Siswa-siswa yang sekolah di SMPN Satap Wologai ini tidak hanya berasal dari desa wologai, namun juga datang dari desa tetangga, seperti boafeo, gego, wololaja, mbani, kanakera, boro, dan mbotutanda. Desa-desa ini memiliki jarak yang sangat jauh dengan wologai. Perjalanan mereka ke sekolah bisa mencapai waktu selama 1 sampai 2 jam. Maka mereka harus berangkat dari rumah sekitar jam 5 pagi. Namun, saya perhatikan, jarak yang sangat jauh tersebut tidak mengurangi sedikitpun keinginan mereka untuk datang ke sekolah. Kalau dari segi fisik, memang siswa disini banyak yang sudah melebihi layaknya seorang siswa SMP. Mereka memiliki badan yang cukup besar. Setelah saya ketehui ternyata ada yang umurnya Cuma 3 tahun di bawah umur saya. Beberapa diantara mereka ada yang telah berumur 19-22 tahun. Umur yang seharusnya mereka sudah berada di bangku perguruan tinggi. Ya, begitulah wologai, dengan lingkungan yang terbatas membuat mereka susah untuk sekolah dan melanjutkan pendidikan. Namun, saya sangat salut dengan perjuangan mereka datang ke sekolah untuk mendapatkan butir-butir ilmu pengetahuan. Setelah mereka selesai berdoa, pak jimmi yang memimpin apel pagi kali ini memperkenalkan saya kepada siswa. Memang dari tadi mereka terus melihat ke arah saya, mungkin karena melihat ada wajah baru di sekolah.
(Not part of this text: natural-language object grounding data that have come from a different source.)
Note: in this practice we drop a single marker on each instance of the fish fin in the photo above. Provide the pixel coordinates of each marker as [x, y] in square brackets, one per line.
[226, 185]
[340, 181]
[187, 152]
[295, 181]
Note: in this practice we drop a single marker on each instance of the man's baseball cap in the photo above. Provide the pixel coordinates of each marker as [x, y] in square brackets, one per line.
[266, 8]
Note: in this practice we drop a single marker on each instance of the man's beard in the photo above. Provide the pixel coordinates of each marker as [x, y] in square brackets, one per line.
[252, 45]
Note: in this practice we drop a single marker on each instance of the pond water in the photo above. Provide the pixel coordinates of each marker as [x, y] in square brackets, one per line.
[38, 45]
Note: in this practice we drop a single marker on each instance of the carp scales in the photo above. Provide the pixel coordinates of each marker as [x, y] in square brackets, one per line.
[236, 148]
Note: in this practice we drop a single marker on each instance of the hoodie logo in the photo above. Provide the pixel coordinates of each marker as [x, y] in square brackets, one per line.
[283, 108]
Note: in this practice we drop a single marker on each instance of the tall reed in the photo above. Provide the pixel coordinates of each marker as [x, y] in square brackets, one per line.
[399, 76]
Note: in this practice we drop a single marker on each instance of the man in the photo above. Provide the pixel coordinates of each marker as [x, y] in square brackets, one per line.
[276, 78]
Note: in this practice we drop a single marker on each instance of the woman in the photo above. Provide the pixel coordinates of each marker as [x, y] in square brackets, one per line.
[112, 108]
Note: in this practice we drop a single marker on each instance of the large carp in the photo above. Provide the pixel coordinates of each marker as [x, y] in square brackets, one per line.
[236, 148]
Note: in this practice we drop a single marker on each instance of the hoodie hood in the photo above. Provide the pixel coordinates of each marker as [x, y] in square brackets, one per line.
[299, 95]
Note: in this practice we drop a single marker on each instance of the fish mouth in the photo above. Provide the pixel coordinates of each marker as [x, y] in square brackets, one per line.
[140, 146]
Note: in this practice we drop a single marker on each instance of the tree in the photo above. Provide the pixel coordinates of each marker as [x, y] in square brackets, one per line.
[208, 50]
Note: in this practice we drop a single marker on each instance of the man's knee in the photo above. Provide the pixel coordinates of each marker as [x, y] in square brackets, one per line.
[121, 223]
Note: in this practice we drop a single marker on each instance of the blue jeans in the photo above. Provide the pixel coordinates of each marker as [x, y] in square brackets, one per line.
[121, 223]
Perkenalan singkatpun selesai dan seluruh anak-anak disiapkan untuk masuk ke dalam kelas masing-masing.

Saya ditugaskan untuk mengajar IPA di kelas VIII yang merupakan bidang jurusan saya. Selain itu saya juga ditugaskan mengajar matematika di kelas VII dan untuk satu semester saya juga dibebankan mengajar bahasa inggris di kelas IX. Ya, saya mengajar 3 mata pelajaran. Kenapa? Sekolah ini memang memiliki guru yang cukup. Namun, guru yang sudah PNS, itu baru satu orang yaitu kepala sekolah. Wakil kepala sekolah dan guru-guru lainnya itu masih merupakan guru honor yang terkadang digaji sekali 3 bulan. Hal ini membuat guru tersebut terkadang malas untuk berangkat ke sekolah. Mereka lebih memilih mengurus kebun jika musim panen sudah datang untuk mencukupi kebutuhan keluarganya. Ya, bisa dikatakan dalam satu hari guru yang ada di sekolah itu Cuma 3 sampai 4 orang dari 11 orang guru yang terdaftar. Bahkan yang datang tepat waktu itu sangat jarang. Kebanyakan guru akan datang jam 8 bahakn jam 9 baru mereka hadir di sekolah. Sehingga banyak kelas yang gurunya belum hadir di pagi hari.

Beberapa siswa di sekolah belum bisa menggunakan Bahasa Indonesia, mereka lebih cendrung berbahasa daerah ketika belajar di sekolah. Hal ini membuat saya sedikit kewalahan pada awalnya. Saya harus cepat belajar menggunakan bahasa ende agar interaksi saya dengan siswa berjalan dengan lancar. Siswa tersebut juga turut membantu saya dalam belajar bahasa daerah mereka, mereka berebutan memberi tahu saya ketika jam istirahat sekolah, kata-kata yang sering mereka ucapkan sehari-hari, kemudian saya mencatatnya kedalam buku. Buku itu saya beri nama “Kamus Bahasa Ende”. Begitulah setiap harinya saya beraktivitas di sekolah yang di mulai dari jam 6 pagi. Hampir setiap hari saya membuka pintu sekolah dan memimpin apel pagi.